Effects of salinity and drought stress on germination and seedling growth of Avena fatua L. and Phalaris minor L. Arezo Dinari 1*, Fariba Meighani 2 and Mozhgan Farzami Sepehr 1

Document Type : Original Article



Avena fatua and Phalaris minor are narrow-leaved weeds that pose problems for many crops. In order to study the effects of sodium chloride (NaCl) and polyethylene glycol (PEG) on germination and initial seedling growth of Avena fatua and Phalaris minor, an experiment was conducted based on a completely randomized design with 4 replications under laboratory conditions during 2011-2012. Eight levels of NaCl: 0 (control), 50, 100, 150, 200, 250, 300, and 350 mM, and 8 PEG concentrations: 0 (control), 15.6, 100.7, 151.4, 190.5, 223.6, 279.3, and 326.2 g/L were used.
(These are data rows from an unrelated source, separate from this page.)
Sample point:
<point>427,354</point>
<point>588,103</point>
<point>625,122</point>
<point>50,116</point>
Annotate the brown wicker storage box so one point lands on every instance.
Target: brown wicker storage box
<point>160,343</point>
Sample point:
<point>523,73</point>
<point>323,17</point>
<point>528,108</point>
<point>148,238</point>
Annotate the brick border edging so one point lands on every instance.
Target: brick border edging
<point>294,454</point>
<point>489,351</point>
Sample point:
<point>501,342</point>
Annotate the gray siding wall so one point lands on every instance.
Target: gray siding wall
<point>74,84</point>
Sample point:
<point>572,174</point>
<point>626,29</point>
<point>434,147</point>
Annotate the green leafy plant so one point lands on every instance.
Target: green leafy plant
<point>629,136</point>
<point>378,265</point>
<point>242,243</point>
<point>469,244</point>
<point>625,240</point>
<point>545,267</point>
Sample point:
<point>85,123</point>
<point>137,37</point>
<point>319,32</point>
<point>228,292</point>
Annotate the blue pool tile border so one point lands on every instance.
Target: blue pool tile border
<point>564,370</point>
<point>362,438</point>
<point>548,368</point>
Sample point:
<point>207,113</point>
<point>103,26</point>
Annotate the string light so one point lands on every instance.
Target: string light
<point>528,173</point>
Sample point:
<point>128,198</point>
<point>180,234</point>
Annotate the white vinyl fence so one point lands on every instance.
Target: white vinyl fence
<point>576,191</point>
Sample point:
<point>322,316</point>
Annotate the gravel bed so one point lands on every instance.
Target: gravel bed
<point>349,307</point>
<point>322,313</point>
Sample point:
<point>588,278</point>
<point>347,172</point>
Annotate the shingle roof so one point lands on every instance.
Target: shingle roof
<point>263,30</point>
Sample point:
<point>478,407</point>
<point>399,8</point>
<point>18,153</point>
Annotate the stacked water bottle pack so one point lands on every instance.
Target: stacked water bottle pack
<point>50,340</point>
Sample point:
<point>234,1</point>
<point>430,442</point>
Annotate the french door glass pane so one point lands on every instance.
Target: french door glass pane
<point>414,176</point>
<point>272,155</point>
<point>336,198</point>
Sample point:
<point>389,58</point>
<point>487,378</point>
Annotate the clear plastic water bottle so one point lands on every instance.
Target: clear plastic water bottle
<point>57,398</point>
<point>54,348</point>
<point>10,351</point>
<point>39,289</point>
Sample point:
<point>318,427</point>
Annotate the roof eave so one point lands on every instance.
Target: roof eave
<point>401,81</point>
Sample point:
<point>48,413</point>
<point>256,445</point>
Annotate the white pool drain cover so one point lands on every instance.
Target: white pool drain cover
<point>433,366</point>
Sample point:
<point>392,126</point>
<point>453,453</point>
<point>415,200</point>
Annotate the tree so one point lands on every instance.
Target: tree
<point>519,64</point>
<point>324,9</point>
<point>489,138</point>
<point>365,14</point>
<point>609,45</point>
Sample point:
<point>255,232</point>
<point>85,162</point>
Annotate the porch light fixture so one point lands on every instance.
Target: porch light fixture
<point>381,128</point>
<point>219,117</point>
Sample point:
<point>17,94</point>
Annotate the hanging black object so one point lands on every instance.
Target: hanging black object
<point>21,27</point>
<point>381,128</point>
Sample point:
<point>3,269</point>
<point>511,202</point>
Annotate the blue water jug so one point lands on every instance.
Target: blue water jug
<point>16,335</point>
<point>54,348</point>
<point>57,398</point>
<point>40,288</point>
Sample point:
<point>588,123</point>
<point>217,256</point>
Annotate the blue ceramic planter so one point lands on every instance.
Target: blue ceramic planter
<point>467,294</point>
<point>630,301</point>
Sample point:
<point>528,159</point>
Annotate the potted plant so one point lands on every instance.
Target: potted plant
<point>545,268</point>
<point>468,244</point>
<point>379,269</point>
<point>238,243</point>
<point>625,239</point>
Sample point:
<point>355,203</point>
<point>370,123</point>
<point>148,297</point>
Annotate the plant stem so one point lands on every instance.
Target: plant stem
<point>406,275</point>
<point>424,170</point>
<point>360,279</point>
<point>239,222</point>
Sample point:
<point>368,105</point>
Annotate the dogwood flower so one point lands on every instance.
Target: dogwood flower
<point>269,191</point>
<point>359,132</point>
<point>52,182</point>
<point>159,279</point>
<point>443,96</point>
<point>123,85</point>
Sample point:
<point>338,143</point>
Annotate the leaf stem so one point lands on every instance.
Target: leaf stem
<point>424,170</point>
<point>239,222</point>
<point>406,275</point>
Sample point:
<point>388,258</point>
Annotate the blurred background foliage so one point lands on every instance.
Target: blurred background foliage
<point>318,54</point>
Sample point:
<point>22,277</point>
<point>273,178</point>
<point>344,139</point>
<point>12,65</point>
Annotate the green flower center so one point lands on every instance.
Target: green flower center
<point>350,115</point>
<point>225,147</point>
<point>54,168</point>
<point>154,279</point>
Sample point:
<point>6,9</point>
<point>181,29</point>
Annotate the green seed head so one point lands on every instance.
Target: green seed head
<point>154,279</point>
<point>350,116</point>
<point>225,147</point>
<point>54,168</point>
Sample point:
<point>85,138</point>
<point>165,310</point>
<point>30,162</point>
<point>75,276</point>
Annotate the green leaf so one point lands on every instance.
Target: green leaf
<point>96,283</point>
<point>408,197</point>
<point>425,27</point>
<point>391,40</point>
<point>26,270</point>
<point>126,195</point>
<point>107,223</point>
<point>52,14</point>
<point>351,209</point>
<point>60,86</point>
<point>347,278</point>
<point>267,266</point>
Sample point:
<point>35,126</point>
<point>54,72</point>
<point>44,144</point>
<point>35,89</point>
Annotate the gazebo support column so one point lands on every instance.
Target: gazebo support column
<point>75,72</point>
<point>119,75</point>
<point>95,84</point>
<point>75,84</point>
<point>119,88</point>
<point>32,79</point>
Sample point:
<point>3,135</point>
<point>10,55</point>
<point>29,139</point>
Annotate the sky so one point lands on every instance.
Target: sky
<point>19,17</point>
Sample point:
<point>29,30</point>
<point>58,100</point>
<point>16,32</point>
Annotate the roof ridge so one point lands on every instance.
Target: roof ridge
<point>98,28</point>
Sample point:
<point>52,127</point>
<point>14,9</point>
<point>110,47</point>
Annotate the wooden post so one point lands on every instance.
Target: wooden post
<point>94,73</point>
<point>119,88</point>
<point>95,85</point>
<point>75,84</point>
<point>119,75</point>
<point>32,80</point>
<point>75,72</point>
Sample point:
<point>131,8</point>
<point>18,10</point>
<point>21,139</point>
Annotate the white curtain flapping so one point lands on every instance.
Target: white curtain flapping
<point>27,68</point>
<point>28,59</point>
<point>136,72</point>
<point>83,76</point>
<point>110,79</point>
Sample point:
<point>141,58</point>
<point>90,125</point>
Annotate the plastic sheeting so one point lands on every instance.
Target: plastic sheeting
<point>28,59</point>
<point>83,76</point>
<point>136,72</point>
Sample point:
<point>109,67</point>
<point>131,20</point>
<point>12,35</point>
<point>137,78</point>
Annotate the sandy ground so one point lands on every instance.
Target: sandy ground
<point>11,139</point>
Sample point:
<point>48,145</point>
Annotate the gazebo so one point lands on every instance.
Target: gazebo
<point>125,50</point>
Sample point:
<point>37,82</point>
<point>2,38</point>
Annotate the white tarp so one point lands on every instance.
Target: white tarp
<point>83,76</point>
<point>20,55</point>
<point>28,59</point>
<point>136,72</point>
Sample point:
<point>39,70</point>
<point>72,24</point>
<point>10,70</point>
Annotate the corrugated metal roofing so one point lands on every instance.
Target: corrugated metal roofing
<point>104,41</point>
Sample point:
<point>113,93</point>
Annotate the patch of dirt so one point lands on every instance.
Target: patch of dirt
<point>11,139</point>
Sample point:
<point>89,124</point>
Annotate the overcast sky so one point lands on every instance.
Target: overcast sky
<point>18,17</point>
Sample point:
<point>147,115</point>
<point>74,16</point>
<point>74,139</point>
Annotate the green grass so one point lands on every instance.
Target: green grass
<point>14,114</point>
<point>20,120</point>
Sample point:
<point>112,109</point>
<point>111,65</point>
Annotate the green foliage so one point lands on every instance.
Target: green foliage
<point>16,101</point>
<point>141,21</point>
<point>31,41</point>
The findings suggested that in both weed plantlets, increase in NaCl and PEG concentrations resulted in reduced seed germination, and seedling shoot and rootlet length, as compared with the control with no drought stress. In the treatments with high concentrations of NaCl and PEG, seed germination in both weeds approached zero which suggests their sensitivity to salt and drought stress. Overall, it seems that Avena fatua was more tolerant to salt and drought stress in comparison with Phalaris minor.